Photoluminescence color stability of green-emitting InP/ZnS core/shell quantum dots embedded in silica prepared via hydrophobic routes

Abstract

In this work, green-emitting InP/ZnS quantum dots (QDs) modified with 1-dodecanethiol were embedded into silica by two methods to improve their photostability while maintaining a high photoluminescence quantum yield (PLQY) and a color coordinate. A monolithic QD-silica composite prepared by a non-aqueous route with tetraethyl orthosilicate and lactic acid featured low transparency, a loss of the color purity of green, and a PLQY of 1.6%, which was considerably lower than that of the original QDs (67%). The decrease of the PLQY was attributed to QD aggregation in the sol–gel process and degradation of the QDs by the acid. The alternative method involved stirring a toluene dispersion of the QDs with tetramethyl orthosilicate (TMOS) for 20 h or 7 days. The PLQY of the TMOS-modified InP/ZnS QDs (20 h) was 62%, which was only slightly lower than that of the original QDs.
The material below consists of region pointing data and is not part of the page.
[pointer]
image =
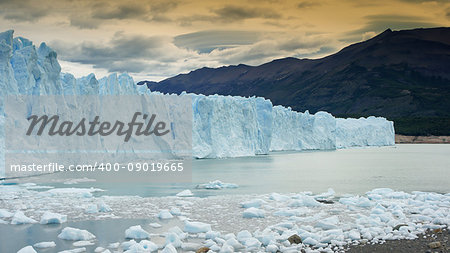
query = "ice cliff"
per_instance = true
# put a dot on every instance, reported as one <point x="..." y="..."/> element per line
<point x="223" y="126"/>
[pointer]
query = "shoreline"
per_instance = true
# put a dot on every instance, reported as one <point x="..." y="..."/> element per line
<point x="405" y="139"/>
<point x="436" y="240"/>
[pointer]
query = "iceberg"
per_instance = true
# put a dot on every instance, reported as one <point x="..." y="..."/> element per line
<point x="53" y="218"/>
<point x="136" y="232"/>
<point x="222" y="126"/>
<point x="75" y="234"/>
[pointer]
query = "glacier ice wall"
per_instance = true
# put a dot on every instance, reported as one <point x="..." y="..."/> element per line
<point x="371" y="131"/>
<point x="223" y="126"/>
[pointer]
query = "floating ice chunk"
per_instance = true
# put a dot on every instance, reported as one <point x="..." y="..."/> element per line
<point x="216" y="185"/>
<point x="75" y="234"/>
<point x="212" y="234"/>
<point x="155" y="225"/>
<point x="253" y="212"/>
<point x="196" y="227"/>
<point x="190" y="246"/>
<point x="380" y="191"/>
<point x="41" y="245"/>
<point x="114" y="245"/>
<point x="79" y="180"/>
<point x="53" y="218"/>
<point x="272" y="248"/>
<point x="330" y="193"/>
<point x="354" y="235"/>
<point x="82" y="243"/>
<point x="27" y="249"/>
<point x="253" y="203"/>
<point x="285" y="212"/>
<point x="136" y="232"/>
<point x="328" y="223"/>
<point x="278" y="197"/>
<point x="148" y="246"/>
<point x="226" y="248"/>
<point x="304" y="200"/>
<point x="185" y="193"/>
<point x="103" y="208"/>
<point x="175" y="211"/>
<point x="127" y="245"/>
<point x="169" y="249"/>
<point x="77" y="250"/>
<point x="78" y="192"/>
<point x="20" y="218"/>
<point x="165" y="214"/>
<point x="5" y="214"/>
<point x="91" y="208"/>
<point x="234" y="243"/>
<point x="356" y="201"/>
<point x="173" y="239"/>
<point x="99" y="249"/>
<point x="310" y="241"/>
<point x="252" y="243"/>
<point x="243" y="235"/>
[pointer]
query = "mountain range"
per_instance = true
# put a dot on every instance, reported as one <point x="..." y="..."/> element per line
<point x="401" y="75"/>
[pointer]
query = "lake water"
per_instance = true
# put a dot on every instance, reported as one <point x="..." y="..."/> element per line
<point x="405" y="167"/>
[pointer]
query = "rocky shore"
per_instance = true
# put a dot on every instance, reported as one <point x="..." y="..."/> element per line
<point x="421" y="139"/>
<point x="432" y="241"/>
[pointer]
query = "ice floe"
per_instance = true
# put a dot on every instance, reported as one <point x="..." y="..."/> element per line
<point x="53" y="218"/>
<point x="216" y="185"/>
<point x="75" y="234"/>
<point x="136" y="232"/>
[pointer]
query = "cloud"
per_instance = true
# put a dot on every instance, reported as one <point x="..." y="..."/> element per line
<point x="206" y="41"/>
<point x="379" y="23"/>
<point x="120" y="11"/>
<point x="87" y="14"/>
<point x="24" y="10"/>
<point x="307" y="4"/>
<point x="230" y="14"/>
<point x="166" y="56"/>
<point x="235" y="13"/>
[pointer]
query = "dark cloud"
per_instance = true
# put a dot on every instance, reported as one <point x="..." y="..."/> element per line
<point x="123" y="53"/>
<point x="121" y="11"/>
<point x="231" y="13"/>
<point x="207" y="41"/>
<point x="379" y="23"/>
<point x="23" y="10"/>
<point x="307" y="4"/>
<point x="87" y="14"/>
<point x="235" y="13"/>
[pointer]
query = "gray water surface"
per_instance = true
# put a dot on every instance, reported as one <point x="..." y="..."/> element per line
<point x="405" y="167"/>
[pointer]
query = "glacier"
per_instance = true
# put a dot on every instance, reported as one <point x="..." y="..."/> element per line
<point x="223" y="126"/>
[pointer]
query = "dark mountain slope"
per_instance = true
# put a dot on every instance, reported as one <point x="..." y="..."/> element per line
<point x="401" y="75"/>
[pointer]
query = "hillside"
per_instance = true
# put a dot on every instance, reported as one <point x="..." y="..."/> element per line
<point x="401" y="75"/>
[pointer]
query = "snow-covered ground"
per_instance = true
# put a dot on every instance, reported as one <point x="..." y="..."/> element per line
<point x="231" y="223"/>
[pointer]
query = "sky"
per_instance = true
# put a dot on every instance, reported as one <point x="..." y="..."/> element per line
<point x="157" y="39"/>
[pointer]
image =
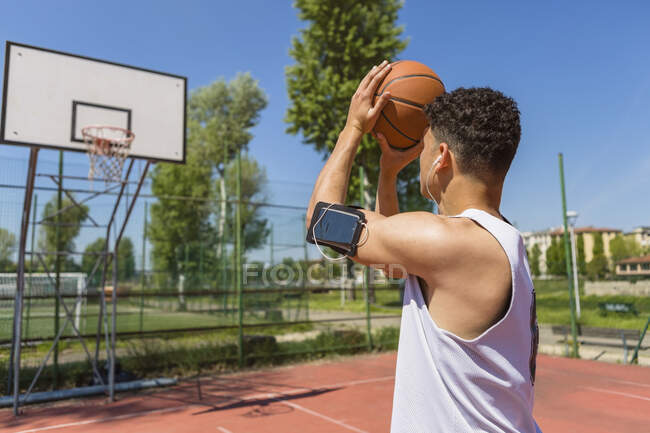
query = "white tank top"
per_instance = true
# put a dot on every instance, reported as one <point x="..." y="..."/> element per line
<point x="444" y="383"/>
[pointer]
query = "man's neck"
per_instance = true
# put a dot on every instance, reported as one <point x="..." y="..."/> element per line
<point x="464" y="193"/>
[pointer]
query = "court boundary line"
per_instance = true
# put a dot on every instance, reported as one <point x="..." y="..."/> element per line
<point x="274" y="395"/>
<point x="108" y="418"/>
<point x="320" y="415"/>
<point x="624" y="394"/>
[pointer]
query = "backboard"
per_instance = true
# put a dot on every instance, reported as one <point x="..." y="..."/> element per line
<point x="50" y="95"/>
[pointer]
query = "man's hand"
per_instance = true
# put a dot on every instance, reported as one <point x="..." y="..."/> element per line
<point x="392" y="161"/>
<point x="362" y="115"/>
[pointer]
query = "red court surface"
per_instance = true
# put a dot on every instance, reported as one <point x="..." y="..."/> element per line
<point x="352" y="395"/>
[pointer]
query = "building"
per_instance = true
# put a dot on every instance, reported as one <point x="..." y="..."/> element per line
<point x="634" y="266"/>
<point x="641" y="235"/>
<point x="588" y="238"/>
<point x="544" y="238"/>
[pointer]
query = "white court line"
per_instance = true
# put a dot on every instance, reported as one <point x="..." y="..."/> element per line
<point x="325" y="417"/>
<point x="570" y="373"/>
<point x="624" y="394"/>
<point x="630" y="383"/>
<point x="251" y="397"/>
<point x="108" y="418"/>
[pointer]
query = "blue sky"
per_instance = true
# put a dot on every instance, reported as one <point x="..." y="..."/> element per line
<point x="579" y="71"/>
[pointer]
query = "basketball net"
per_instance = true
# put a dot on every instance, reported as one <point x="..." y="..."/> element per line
<point x="107" y="148"/>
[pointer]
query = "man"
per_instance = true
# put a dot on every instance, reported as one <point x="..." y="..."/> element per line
<point x="468" y="338"/>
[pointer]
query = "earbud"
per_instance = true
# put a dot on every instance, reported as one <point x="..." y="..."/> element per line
<point x="429" y="175"/>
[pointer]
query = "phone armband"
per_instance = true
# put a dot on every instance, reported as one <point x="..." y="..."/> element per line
<point x="358" y="220"/>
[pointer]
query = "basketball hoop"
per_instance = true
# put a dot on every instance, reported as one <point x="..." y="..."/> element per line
<point x="107" y="148"/>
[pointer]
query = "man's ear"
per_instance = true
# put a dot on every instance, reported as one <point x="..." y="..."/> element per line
<point x="445" y="160"/>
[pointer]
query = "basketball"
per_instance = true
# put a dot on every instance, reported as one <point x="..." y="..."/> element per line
<point x="412" y="85"/>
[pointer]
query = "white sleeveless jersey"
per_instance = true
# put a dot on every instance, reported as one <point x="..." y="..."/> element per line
<point x="444" y="383"/>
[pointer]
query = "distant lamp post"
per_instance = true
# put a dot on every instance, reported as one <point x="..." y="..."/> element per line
<point x="572" y="216"/>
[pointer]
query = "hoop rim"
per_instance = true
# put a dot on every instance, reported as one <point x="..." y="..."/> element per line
<point x="95" y="139"/>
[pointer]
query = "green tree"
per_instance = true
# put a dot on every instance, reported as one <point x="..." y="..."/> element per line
<point x="598" y="266"/>
<point x="220" y="118"/>
<point x="69" y="226"/>
<point x="180" y="216"/>
<point x="255" y="228"/>
<point x="7" y="245"/>
<point x="340" y="44"/>
<point x="125" y="265"/>
<point x="580" y="246"/>
<point x="535" y="254"/>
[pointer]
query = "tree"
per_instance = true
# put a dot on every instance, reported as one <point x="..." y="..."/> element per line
<point x="7" y="245"/>
<point x="253" y="193"/>
<point x="598" y="266"/>
<point x="341" y="43"/>
<point x="220" y="117"/>
<point x="580" y="247"/>
<point x="125" y="257"/>
<point x="180" y="216"/>
<point x="535" y="255"/>
<point x="68" y="224"/>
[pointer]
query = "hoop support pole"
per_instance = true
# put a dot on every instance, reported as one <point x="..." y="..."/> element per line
<point x="20" y="287"/>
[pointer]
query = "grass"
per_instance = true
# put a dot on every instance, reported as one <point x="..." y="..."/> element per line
<point x="386" y="301"/>
<point x="212" y="353"/>
<point x="553" y="307"/>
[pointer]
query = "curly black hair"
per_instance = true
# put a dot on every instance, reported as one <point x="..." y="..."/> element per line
<point x="481" y="127"/>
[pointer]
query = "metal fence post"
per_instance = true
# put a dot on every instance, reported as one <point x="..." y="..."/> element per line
<point x="31" y="267"/>
<point x="59" y="204"/>
<point x="304" y="243"/>
<point x="635" y="355"/>
<point x="362" y="194"/>
<point x="20" y="286"/>
<point x="567" y="254"/>
<point x="144" y="259"/>
<point x="238" y="276"/>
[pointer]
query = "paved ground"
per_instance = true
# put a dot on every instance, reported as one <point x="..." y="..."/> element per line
<point x="350" y="395"/>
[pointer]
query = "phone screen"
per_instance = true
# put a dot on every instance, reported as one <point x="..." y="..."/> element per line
<point x="336" y="227"/>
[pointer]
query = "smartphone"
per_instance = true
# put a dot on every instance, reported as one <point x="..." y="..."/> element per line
<point x="337" y="228"/>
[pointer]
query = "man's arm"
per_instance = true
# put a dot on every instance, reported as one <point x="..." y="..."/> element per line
<point x="392" y="161"/>
<point x="332" y="183"/>
<point x="390" y="164"/>
<point x="409" y="240"/>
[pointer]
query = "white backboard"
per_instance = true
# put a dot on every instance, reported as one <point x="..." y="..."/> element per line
<point x="49" y="96"/>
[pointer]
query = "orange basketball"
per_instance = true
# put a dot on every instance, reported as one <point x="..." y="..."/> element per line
<point x="412" y="85"/>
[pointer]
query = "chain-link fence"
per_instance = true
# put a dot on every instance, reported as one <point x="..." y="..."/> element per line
<point x="179" y="307"/>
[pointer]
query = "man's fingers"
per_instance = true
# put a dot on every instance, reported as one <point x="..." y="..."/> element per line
<point x="370" y="75"/>
<point x="383" y="143"/>
<point x="378" y="77"/>
<point x="379" y="105"/>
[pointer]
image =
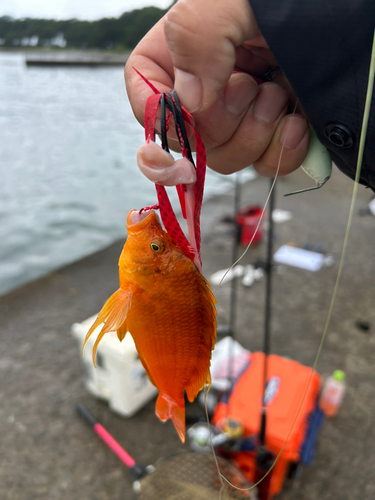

The PLQY decreased to 52% when the duration of aging was prolonged to 7 days. This decrease was attributed to desorption of surface modifiers from the QD surface and oxidative degradation by oxygen dissolved in toluene. Herein, the color coordinate was maintained stably. Photostability was evaluated by continuous irradiation of the samples by a blue light emitting diode. The decrease of photoluminescence (PL) intensity was suppressed by the silica encapsulation. In particular, the PL intensity of the TMOS-modified InP/ZnS QD sample (7 d) maintained 99% of its initial intensity. Silica encapsulation of InP/ZnS QDs prevented contact of the QDs with oxygen in the air, resulting in improved photostability.